Similar to seasonings and flavorings, spices and herbs can be used interchangeably, since a spice can be a herb and vice versa. However, in addition to the common seasonings there are others that may be considered as more of a flavoring. Therefore, some food items often classified as either a seasoning or flavoring may include any of the following:

  • Herbs - fresh or dried
  • Spices - fresh or dried
  • Fruits - fresh or dried
  • Vegetables - fresh or dried
  • Beverages - juices, teas, wine, beer, milk, and others
  • Sauces and marinades

    Sauces and marinades which are often used as a seasoning or flavoring, result in another category when combinations of ingredients or flavors are classified as seasonings. Foods such as flavored vinegars, mixtures of herbs and/or spices, compound or flavored butters, and flavored oils are also considered to be part of the families of seasonings commonly used to create food dishes that provide a distinctive flavor and sometimes smell to enhance the recipes being prepared.
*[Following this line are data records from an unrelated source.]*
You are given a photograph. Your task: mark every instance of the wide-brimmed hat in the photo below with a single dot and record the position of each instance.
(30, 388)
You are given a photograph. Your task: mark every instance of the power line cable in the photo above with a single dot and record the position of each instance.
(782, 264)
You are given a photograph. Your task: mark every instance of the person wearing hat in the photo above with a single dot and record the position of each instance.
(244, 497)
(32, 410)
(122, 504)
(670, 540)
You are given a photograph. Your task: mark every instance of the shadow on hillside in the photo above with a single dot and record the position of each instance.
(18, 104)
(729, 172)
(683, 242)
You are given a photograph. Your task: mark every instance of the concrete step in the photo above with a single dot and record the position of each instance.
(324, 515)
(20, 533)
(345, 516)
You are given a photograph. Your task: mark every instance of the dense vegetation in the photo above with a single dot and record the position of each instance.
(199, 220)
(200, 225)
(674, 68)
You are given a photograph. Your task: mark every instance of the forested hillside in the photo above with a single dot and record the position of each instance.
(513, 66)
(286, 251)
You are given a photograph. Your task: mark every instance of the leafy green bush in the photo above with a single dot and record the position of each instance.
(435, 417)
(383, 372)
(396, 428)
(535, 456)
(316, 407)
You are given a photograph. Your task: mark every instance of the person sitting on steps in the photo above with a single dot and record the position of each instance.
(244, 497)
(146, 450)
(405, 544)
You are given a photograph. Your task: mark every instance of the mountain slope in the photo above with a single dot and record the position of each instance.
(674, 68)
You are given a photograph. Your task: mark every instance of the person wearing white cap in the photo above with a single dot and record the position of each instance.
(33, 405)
    A term first used by Asians attempting to identify flavors is the word "umami". Often used to describe foods that are earthy, meaty, robust, pungent, or savory, the term "umami" is also used to describe flavors enhanced by naturally occurring substances in foods such as glutamate, an amino acid that exists within bonito flakes, cheese, fish, kelp, mushrooms, red meat, soy sauce, and tomatoes. If the substance exists in its "free form" and is not bound to other substances, it enhances the flavor, thus providing umami to the foods being prepared.

    Umami is a word commonly used to describe the flavor or taste of foods that are aged or allowed to ferment. Wine and cheese are two food items that may be described with this term, when referring to a strong, robust well-rounded, full-bodied, or meaty flavors. Also, when foods are added as an ingredient, and thus a seasoning to enhance the flavors of other foods such as adding broth, stock, wine, earthy oils (truffle oil) or cheese to a food dish, the food being added may be considered as a seasoning or flavoring. This is due to the fact that it assists to increase the depth of the meat flavors or flavors of other main ingredients in the food dish, making the umami more intense.